Back again to being an iron worker - it would be a shame if someone who doesn't want to take the risk of falling off a building [with no harness] cannot take a job like this because it would be met with the attitude of "they knew what they signed up for". Pardon them for not wanting them to risk their life for $15 an hour.
"This isn't how the game is supposed to be played"
The game of football used to be played in leather helmets. I don't think they had major collisions back then knowing their head and face were exposed like that. You could make an argument that the game has flourished because of the big hits and violent collisions, but if we see a dramatic decrease in them I don't think it will hurt the game too much. And if it does, I'd rather hurt the game than hurt human beings and their ability to function.
I watch football for football. Who wins and loses, not for the big hits. I think that is why most people watch it. It may not be why most folks watch SportsCenter, but that makes no difference.
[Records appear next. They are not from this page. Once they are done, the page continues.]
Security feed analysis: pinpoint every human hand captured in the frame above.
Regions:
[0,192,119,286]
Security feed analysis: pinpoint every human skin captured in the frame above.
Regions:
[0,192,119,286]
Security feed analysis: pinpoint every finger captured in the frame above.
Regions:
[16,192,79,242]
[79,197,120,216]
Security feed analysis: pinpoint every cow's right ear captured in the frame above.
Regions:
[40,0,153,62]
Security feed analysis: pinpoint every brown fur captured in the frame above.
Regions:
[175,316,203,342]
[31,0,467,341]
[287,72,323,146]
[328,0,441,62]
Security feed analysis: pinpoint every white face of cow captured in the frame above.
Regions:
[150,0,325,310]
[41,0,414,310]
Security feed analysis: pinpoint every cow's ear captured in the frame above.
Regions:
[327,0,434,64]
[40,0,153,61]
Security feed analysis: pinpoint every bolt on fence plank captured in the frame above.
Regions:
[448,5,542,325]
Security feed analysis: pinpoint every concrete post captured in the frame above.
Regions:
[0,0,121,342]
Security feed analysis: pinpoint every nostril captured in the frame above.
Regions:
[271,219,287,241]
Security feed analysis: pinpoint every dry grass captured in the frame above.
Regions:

I would honestly prefer Mississippi State make a sure form tackle than blow someone up. Is Nickoe Whitley less exciting as he was two years ago? Yeah, but I can live with it if he doesn't severely injure anyone.
Concussions are not going to go away. Tyler Russell did not suffer a major blow but still got one. Sometimes it is just part of football, but that doesn't mean we shouldn't try to do as much as possible to prevent them. When a large percentage of head injuries occur because of what is spelled out in the targeting rule, it makes it a good rule.
Unfortunately we saw what is probably the end of Ferlando Bohanna's career this past Saturday. We can only hope and pray he doesn't suffer any ill-effects from his head injuries going forward as he lives his everyday life.
With all the NCAA does wrong, I think they got this one right. These types of hits don't belong in any sport.